There was no sign of where the water had gone, but the owners said it must have flowed back into the sandy trench dug to house the pool pipes before flowing around and under the pool shell, saturating the crushed rock base and the surrounding soil.
A few weeks later, they noticed warping on the pool floor, the ledges and steps had become uneven and there were cracks in the pavers.
They said the damage has increased over time, describing it as ‘‘irreparable’’.
During the hearing, Summertime Pools said it had not sent any employee to the property that day and therefore it cannot be responsible for the pool emptying.

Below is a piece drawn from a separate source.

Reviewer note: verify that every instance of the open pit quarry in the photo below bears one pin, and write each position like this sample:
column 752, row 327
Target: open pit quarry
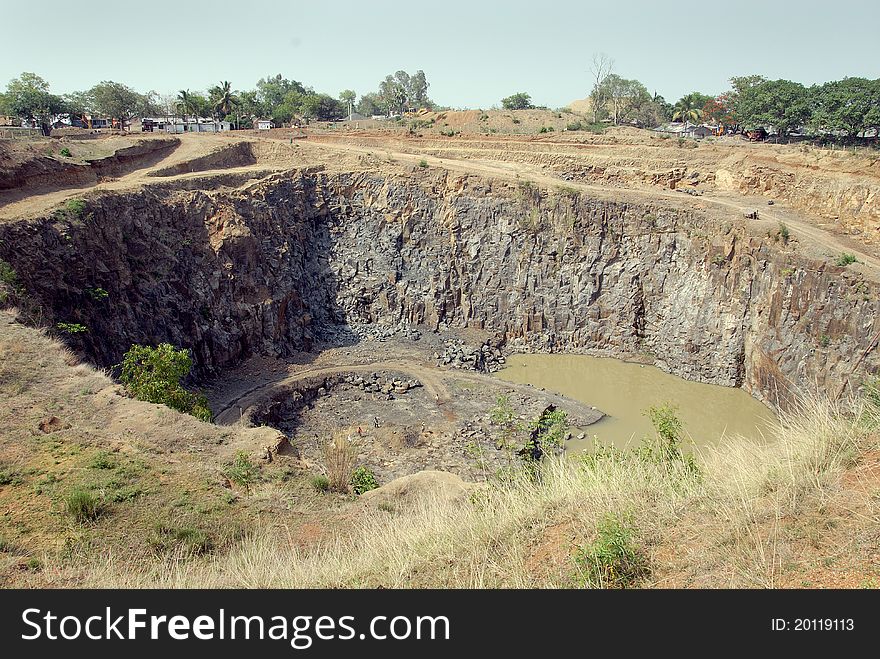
column 373, row 281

The company produced records from the Bureau of Meteorology which indicated on March 7, 2012, there had been very heavy rainfall and localised flooding in the area around Echuca.
But the owners said there had not been any flooding on their property.
The company claimed concrete could be used to repair the damage, which would be less expensive than a full replacement, but could not give a reasonable explanation how the pop-up jets or in-pool cleaning system could then operate.
In her ruling, VCAT senior member Suzanne Kirton said the appropriate solution was a complete pool replacement.
Summertime Pools were found to be in breach of the Australian Consumer Law and the Domestic Building Contracts Act and liable to the applicants for the damage.
‘‘I am satisfied that the applicants are entitled to an order for the amount it will reasonably cost to replace their pool with an equivalent,’’ she said.